Most of the younger women and some of the older ones were
fond of what they called 'a bit of a read', and their mental fare consisted
almost exclusively of the novelette. Several of the hamlet women took in one of
these weekly, as published, for the price was but one penny, and these were
handed round until the pages were thin and frayed with use. Copies of others
found their way there from neighbouring villages, or from daughters in service,
and there was always quite a library of them in circulation.

The novelette of the 'eighties was a romantic love story, in
which the poor governess always married the duke, or the lady of title the gamekeeper,
who always turned out to be a duke or an earl in disguise. Midway through the story
there had to be a description of a ball, at which the heroine in her simple
white gown attracted all the men in the room; or the gamekeeper, commandeered
to help serve, made love to the daughter of the house in the conservatory. The
stories were often prettily written and as innocent as sugared milk and water;
but, although they devoured them, the women looked upon novelette reading as a
vice, to be hidden from their menfolk and only discussed with fellow devotees.

The novelettes were as carefully kept out of the children's
way as the advanced modern novel is, or should be, to-day; but children who
wanted to read them knew where to find them, on the top shelf of the cupboard or
under the bed, and managed to read them in secret. An ordinarily intelligent
child of eight or nine found them cloying; but they did the women good, for, as
they said, they took them out of themselves.

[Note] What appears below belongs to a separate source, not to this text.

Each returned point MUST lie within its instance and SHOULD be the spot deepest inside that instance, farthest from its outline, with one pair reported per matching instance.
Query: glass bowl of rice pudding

There had been a time when the hamlet readers had fed on
stronger food, and Biblical words and imagery still coloured the speech of some
of the older people. Though unread, every well-kept cottage had still its little
row of books, neatly arranged on the side table with the lamp, the clothes
brush and the family photographs. Some of these collections consisted solely of
the family Bible and a prayer-book or two; others had a few extra volumes which
had either belonged to parents or been bought with other oddments for a few
pence at a sale—
The Pilgrim's Progress, Drelincourt on Death
,
Richardson's
Pamela, Anna Lee: The Maiden Wife and Mother
, and old books
of travel and sermons. Laura's greatest find was a battered old copy of
Belzoni's
Travels
propping open somebody's pantry window. When she asked
for the loan of it, it was generously given to her, and she had the, to her,
intense pleasure of exploring the burial chambers of the pyramids with her author.